Now this is the part where I'd tell you I cured all her ailments, she ascended to Enlightenment, and is chillin' out with Buddha himself, talking about some real heady stuff as we speak... I'd of course be stretching the truth (just a tad though!), but I will go out on a limb and call what did happen a minor miracle.

Before I put the pins in, she asked me three questions:  "Can I watch TV?", "Can I talk on the phone?", and "Can I at least keep chewing my gum?", to which I replied "No", "No", and "Okay... so be it..." (a man has only so much willpower you know?).  After the treatment was done 20 minutes later, I asked her how she felt.  "You know, it was kind of nice to just sit there with my thoughts.  I couldn't do anything about them because I couldn't move, but they didn't bother me like they usually do.  I should come home and sit down without the TV on everyday for a few minutes after work".

Me to myself:  "Holy Shit!  That's all meditation really is!  This rocks!"
Me aloud to her:  "Yes, that's great.  It's nice just to be sometimes isn't it?"

Serious business though, everybody seems to have a sense that meditation would cure a lot of their problems, but most seem baffled by how to actually do it.  The key is really to do nothing and give your body/mind/emotions/spirit time to work stuff out... and, eureka (!), I think I've finally learned the key to helping people meditate - pin their proverbial butts to a chair!

Peace friends.

Sunday, July 10, 2011

Feeling Well About Wisely Using Resources

I bought a $12 dollar air pump from Home Depot the other day because I had finally grown tired of trying to dribble my poor basketball and watching its blob-like form take on the shape of the flat blacktop and proceed to stick there like a bucketful of pancake batter (only a slight exaggeration I assure you!).  Excited about this big, red, Husky brand behemoth of a pump, I started to dream about all the other things I could do with it... I woke up from that dream 30 seconds later with not so much as a "hmm... I wonder..." to show for it. 

You see, even though it was only 12 bucks, it's 12 bucks locked into a pump that I won't use for anything else because, let's face it, I'll buy a brand new basketball or give it away before it ever deflates.  Besides, at the pace I'm going, I'll end up selling the pump in a garage sale before my next move.  Of course you're now coming down on me with the common sense "Well, why didn't you just borrow a pump, silly man?".  Well thanks a lot, Baby Einsteins - all 17 of you are coming with me whenever I go to the store from now on!
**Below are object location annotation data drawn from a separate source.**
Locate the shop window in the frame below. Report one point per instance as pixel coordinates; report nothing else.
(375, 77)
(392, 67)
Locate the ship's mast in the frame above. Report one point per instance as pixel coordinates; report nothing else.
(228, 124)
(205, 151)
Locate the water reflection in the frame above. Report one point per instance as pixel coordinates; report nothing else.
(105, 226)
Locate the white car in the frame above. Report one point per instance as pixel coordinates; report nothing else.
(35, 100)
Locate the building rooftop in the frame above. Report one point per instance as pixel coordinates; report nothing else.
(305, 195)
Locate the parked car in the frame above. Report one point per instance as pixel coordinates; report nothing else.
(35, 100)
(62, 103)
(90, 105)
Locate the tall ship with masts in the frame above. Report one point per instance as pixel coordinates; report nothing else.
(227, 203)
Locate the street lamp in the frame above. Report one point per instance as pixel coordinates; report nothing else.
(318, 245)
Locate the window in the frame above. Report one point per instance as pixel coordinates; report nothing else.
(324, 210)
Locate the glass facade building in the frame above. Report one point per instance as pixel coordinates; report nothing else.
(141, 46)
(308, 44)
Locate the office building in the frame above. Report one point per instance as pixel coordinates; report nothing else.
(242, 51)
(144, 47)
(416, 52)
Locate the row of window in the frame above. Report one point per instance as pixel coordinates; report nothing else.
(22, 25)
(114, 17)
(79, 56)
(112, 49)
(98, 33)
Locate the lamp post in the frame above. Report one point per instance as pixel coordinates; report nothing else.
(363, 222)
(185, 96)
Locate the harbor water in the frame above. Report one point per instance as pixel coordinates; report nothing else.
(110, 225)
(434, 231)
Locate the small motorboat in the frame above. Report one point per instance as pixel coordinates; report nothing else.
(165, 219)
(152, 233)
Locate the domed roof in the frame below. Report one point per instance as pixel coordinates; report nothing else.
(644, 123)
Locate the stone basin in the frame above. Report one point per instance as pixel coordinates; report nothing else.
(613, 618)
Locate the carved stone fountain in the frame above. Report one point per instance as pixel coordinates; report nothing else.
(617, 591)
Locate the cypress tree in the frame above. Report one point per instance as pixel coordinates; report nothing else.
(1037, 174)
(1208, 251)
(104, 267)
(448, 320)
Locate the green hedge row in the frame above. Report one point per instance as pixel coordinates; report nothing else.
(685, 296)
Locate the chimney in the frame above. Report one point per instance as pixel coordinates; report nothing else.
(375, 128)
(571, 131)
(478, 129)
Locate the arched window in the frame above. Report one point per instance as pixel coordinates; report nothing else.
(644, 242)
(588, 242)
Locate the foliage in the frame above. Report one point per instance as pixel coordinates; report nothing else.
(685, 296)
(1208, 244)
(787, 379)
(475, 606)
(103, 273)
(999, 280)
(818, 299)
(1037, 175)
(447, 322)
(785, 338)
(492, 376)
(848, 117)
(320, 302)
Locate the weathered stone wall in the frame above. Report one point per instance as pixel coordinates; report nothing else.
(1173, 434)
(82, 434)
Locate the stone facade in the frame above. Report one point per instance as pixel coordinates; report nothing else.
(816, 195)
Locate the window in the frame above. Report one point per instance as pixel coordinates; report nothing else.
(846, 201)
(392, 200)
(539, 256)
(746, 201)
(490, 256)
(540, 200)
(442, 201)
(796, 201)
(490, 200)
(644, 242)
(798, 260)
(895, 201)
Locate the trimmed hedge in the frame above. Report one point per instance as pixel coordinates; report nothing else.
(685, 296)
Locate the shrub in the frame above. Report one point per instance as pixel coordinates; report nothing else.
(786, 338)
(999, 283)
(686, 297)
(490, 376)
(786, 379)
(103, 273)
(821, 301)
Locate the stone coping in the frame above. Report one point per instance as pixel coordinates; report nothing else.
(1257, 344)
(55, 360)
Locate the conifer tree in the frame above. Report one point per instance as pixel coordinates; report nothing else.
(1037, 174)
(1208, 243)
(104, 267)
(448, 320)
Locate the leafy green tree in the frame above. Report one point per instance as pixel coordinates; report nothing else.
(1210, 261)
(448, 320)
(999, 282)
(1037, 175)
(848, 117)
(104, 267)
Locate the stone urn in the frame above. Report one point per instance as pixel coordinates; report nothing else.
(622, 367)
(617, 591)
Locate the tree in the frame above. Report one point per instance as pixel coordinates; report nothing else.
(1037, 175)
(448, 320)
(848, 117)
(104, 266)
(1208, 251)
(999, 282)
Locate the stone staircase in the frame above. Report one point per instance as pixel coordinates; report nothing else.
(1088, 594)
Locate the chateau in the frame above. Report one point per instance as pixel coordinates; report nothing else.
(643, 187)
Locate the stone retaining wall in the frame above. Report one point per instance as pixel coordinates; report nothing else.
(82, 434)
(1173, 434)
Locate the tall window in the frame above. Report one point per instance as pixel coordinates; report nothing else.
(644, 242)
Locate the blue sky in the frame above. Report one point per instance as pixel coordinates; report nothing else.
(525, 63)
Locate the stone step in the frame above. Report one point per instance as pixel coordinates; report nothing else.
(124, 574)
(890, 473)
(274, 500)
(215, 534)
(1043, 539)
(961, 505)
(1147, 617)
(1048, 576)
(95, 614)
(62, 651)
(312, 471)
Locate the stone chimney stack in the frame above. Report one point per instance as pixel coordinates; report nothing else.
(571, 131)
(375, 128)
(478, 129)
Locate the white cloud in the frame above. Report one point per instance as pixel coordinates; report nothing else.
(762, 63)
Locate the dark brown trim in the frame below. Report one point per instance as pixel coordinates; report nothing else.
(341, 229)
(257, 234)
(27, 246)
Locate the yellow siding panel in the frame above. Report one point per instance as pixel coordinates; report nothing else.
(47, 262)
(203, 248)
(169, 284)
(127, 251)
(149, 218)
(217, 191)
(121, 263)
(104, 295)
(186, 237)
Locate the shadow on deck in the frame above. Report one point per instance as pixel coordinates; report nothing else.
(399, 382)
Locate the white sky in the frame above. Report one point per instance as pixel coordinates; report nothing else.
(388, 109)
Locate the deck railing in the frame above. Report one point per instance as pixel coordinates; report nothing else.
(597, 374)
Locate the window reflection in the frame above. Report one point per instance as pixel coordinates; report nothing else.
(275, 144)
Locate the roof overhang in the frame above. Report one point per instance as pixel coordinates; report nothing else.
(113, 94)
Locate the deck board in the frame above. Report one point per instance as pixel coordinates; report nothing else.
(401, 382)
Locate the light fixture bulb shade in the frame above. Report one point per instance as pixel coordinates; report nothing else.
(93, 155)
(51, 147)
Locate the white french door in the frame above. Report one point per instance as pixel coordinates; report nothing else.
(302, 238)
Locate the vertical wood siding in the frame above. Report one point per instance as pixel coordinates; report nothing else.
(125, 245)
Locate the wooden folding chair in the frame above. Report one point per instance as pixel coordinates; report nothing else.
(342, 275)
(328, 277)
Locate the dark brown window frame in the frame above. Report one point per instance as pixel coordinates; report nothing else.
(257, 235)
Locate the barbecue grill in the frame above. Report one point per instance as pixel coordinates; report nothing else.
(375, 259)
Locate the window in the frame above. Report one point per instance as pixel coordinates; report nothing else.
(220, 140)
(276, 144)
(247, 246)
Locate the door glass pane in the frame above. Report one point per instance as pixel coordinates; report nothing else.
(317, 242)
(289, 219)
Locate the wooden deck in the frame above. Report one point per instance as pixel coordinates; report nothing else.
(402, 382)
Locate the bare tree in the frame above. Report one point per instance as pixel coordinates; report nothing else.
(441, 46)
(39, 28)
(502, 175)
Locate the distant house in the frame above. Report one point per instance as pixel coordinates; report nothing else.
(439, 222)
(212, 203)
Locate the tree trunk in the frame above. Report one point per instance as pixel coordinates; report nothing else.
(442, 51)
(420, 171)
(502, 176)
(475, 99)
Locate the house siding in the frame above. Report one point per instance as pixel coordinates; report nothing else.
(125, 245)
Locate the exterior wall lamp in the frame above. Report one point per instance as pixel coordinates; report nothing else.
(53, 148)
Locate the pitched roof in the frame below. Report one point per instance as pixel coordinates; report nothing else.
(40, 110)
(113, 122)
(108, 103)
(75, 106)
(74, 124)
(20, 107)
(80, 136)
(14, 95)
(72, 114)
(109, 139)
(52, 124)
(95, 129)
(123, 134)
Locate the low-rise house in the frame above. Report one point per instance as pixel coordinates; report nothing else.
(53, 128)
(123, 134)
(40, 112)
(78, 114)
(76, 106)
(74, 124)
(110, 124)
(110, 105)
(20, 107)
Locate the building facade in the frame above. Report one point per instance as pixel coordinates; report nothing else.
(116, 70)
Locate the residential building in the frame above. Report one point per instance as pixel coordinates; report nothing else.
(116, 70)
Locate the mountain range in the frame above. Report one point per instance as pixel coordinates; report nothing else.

The larger point I'm aiming to make here is my thought process and the fundamental flaw that's so engrained in our mentality in this country that it may well be our downfall unless we develop some major awareness about its insidious nature:

My basketball is flat = I need to buy (and thus individually own) a pump

As my dad Farris, Jr. would say "You are corr-WRONG!".  What I "needed" is to be a part of a community where "I" is instead "we" and "my" is instead "our".  Sure, everybody needs their own pair of shoes, but does every single person need their own treadmill?  Their own deep fryer?  Wet vac?  Quite possibly if you run every morning while frying chicken and often spill the oil everywhere and need to vacuum it up, but I don't know that person - do you?  Zipcar is making a killing off of a principle that we learned back in kindergarten.  Yep, sharing.  I think the more we share, the less we'll waste, and thus one step closer to what life is all about. 

Just let me know if you're in the area and want to save 30 minutes, $12, and a few miles on your tires... you can definitely borrow my pump!  Peace.